What is a leasehold?

Let's clarify the basics:

  • Freehold: You own the property and the land it sits on outright, with full control and responsibility.
  • Leasehold: You have the right to live in the property for a set number of years (the lease term). You own the 'bricks and mortar', but the land and building itself belong to the freeholder.

Why Leases Can Be Tricky

Not every lease is the same. Here's where the potential for problems arises:

  • Lease Length: The Problem of Diminishing Value: Leases often start with long terms (99 or 125 years are common), but they get shorter with each passing year. This has financial implications:
  • Selling: Properties with leases under 80 years become increasingly hard to sell.

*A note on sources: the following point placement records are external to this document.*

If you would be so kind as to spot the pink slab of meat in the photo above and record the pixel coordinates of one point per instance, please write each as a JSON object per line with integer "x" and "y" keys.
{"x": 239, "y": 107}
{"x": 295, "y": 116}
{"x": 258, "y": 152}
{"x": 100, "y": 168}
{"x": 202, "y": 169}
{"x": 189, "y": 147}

This also reduces their value.
  • Mortgages: Many lenders won't offer mortgages on leases under 80 years, and those that do often come with less favourable terms.
  • Ground Rent: The Annual Sting: You must pay an annual ground rent to the freeholder. This can be a fixed amount, but be wary of these:
  • Doubling Clauses: Some leases contain clauses where the ground rent doubles every 10 or 25 years, leading to spiraling costs over time. In extreme cases, this can make the flat unsellable.
  • Review Clauses: Even without doubling clauses, expect ground rent to increase over the lease term.
  • Service Charges: Who Pays for What? As a leaseholder, you'll be expected to contribute to the cost of maintaining the building and communal areas. Here's where things can go wrong:
  • Inflated Charges: Some freeholders or their managing agents inflate service charges for repairs and maintenance, potentially for their own profit.
  • Major Works: Leaseholders can be hit with huge bills for major works like roof replacements or new lifts.
  • Restrictions: Your Home, Their Rules: Leases often contain restrictive clauses that may surprise you, such as:
  • Pets: Some leases forbid pets entirely, or certain types of pet.
  • Alterations: You might need the freeholder's permission to make changes to your flat and they can charge hefty fees for this consent.
  • Subletting: Your right to rent out your flat might be restricted.

What to Do Before You Buy

  • The Lease is Key: Have your solicitor examine the lease meticulously. They'll identify potential red flags and help you understand the long-term costs and potential restrictions.
  • Lease Extensions: A Potential Cost: If the lease is short, you may need to extend it. This process can be complex and expensive. Your solicitor can advise you on your rights and the likely costs involved.
  • Service Charge Scrutiny: Look at the history of service charges and what they cover. Ask about any planned major works and how they will be funded. Check for a 'reserve fund' or 'sinking fund', showing the freeholder is responsibly saving for future repairs.
  • Reputation Matters: Research the freeholder or managing agent. Look for online reviews or forums where the landlord's track record is discussed.

Key Takeaway

Leasehold ownership has its place, but it's crucial to go into it with eyes wide open. Thorough due diligence and good legal advice can help you avoid properties with costly or restrictive lease terms.